O'Brien who presided over auctions at the Wisconsin State Fair, nine county fairs along with the small Alto Farm Bureau fair and countless farm and estate sales and FFA banquets passed away at the age of 84 on May 15.
He got his first taste of the auction business as a young man, helping out his father and uncle with the family business, O'Brien Brothers Auctioneers. Years later, Pat and his older brother, Jim, would take over the business running cattle, estate, farm and household auctions.
O'Brien was well-known for his work at Midwest Livestock Producers in Lomira and later at the Milwaukee Stock Yard. He also provided daily market reports for KFIZ radio station and was an integral part of the Fond du Lac County Fair for well over 50 years.
In 2014 he was inducted into the Wisconsin 4-H Hall of Fame. O'Brien was also tapped to receive an honorary State FFA Degree as well as the Fond du Lac Friend of 4-H Award.
Randy Geiger, passed away on Sept. 9, 2019, at the age of 69, following complications from a heart attack he suffered while side-raking hay on the family's 152-year-old farm.
Geiger began a 50-year career in dairy farming following his father’s untimely death in 1966. Together with his wife, Rosalie, they bred and developed a prized herd of registered Holsteins, which won numerous awards from Holstein Association USA.
With Geiger's compassionate cow care, the milk quality at Ran-Rose Farms, with Randy being the “Ran” and Rosalie being the “Rose,” was among the very best in the nation. From 1996 to 2015, the herd was awarded the Manitowoc County DHIA Udder Health Award each and every year and maintained a somatic cell score — a measure of cow and udder health — under 100,000 cells.

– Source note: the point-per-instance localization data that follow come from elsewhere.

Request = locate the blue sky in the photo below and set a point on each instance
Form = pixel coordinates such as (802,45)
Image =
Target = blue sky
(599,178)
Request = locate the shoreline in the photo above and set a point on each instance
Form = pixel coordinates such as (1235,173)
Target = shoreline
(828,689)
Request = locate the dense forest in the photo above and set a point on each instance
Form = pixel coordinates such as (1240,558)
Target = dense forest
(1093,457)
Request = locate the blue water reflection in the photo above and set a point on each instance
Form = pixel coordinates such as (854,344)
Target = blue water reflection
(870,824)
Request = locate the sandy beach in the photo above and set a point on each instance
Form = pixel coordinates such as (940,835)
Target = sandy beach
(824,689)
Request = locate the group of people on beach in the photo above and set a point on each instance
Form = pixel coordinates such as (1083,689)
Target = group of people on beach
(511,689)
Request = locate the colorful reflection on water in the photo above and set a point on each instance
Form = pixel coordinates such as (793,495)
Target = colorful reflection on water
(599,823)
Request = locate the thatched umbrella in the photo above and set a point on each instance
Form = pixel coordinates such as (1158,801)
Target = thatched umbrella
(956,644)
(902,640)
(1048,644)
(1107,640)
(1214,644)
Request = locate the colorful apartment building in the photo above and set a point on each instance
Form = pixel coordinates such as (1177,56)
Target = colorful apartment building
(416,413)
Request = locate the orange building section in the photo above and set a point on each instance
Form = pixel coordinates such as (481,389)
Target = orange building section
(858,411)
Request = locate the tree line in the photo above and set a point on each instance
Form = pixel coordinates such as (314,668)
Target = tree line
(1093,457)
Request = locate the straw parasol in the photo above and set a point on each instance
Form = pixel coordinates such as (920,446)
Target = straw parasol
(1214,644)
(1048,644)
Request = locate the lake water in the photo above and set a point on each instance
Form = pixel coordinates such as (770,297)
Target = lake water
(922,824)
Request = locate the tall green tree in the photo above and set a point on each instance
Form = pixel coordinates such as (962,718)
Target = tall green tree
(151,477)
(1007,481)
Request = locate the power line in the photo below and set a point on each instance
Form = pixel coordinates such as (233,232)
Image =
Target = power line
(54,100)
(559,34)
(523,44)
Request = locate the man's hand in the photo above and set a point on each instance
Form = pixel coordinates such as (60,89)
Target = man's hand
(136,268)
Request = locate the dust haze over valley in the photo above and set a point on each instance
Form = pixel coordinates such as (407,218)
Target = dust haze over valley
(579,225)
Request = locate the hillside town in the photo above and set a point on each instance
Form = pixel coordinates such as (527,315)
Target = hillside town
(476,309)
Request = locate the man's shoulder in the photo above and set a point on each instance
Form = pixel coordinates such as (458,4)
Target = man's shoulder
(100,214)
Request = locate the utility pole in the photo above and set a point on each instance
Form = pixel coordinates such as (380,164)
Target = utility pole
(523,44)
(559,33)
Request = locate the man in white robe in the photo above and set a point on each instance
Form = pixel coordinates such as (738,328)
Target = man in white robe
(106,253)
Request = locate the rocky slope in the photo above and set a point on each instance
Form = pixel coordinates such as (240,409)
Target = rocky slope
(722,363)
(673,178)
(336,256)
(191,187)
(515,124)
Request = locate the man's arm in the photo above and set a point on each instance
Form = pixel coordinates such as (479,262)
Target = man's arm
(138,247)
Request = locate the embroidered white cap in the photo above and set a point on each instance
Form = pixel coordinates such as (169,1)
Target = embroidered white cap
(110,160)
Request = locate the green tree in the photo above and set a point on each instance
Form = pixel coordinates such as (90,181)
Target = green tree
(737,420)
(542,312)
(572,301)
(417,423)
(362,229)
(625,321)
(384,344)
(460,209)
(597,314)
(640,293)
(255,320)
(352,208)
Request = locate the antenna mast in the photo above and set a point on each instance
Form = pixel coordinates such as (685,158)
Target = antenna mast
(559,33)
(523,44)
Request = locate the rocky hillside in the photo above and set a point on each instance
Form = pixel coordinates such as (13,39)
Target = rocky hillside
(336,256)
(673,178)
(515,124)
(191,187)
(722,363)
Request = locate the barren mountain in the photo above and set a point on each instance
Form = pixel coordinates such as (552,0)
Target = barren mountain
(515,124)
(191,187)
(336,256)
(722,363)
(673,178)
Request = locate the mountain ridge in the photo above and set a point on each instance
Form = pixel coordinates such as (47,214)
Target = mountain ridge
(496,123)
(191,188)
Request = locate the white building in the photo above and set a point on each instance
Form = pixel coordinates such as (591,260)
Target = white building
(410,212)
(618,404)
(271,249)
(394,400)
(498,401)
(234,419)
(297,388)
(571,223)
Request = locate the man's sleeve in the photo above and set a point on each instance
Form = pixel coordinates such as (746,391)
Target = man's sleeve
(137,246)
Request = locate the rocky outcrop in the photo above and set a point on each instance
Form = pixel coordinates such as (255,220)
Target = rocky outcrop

in May 1989, he began a crusade to find some way to help the 170 farmers who collectively lost $2.1 million in milk check money that year. He wrote over 250 letters and made countless phone calls to elected officials. Eventually, Wisconsin Governor Tommy Thompson signed a bill into law in April 1991 to restore half of the money following potential state negligence in a bonding issue.
One of the National Milk Producers Federation's largest member cooperatives, FarmFirst Dairy Cooperative, owes its formation to the leadership role that Geiger played to help bring together three of Wisconsin's dairy marketing cooperatives into one powerful grassroots entity with more than 3,000 members.
Geiger also served on numerous boards where he shared his passion for agriculture. He garnered high honors in the extremely competitive Dairy Hay Division at the World Dairy Expo World’s Forage Superbowl and was a dedicated School Tour leader at World Dairy Expo.
It was a shock to the ag community when Dean Strauss, 48, died on Sept. 29.
In May, Strauss was one of three farmers in the nation honored for Outstanding Dairy Farm Sustainability. In July he experienced sudden cardiac arrest while driving home from a dairy meeting in St. Paul. Several months later, he died peacefully at the Sharon Richardson Community Hospice Center.
Strauss served on several boards including the Farm Wisconsin Discovery Center board, being one of the initial funders in the center, the Executive board of Dairy Farmers of Wisconsin and the Dairy Policy Committee for Wisconsin Farm Bureau.
Previously, he served on the boards of the Wisconsin Beef Council, the Department of Agriculture, Trade and Consumer Protection (DATCP), the Professional Dairy Producers of Wisconsin (PDPW) and Dairy Management Inc.
In 2005, before animal rights were in the spotlight, Strauss helped PDPW start an animal welfare initiative that eventually lead to the National Dairy Animal Well-Being Initiative. While many in the industry didn't want to put the time and energy into the initiative at the time, Strauss was passionate about the dairy industry defining animal welfare instead of allowing extremist groups to define it for them.
Strauss was a young energetic leader with promise, forward-thinking and passionate about agriculture and dairy.
Each man brought specific qualities, skills and talents to the agriculture industry. Looking back on 2019, their contributions are sorely missed.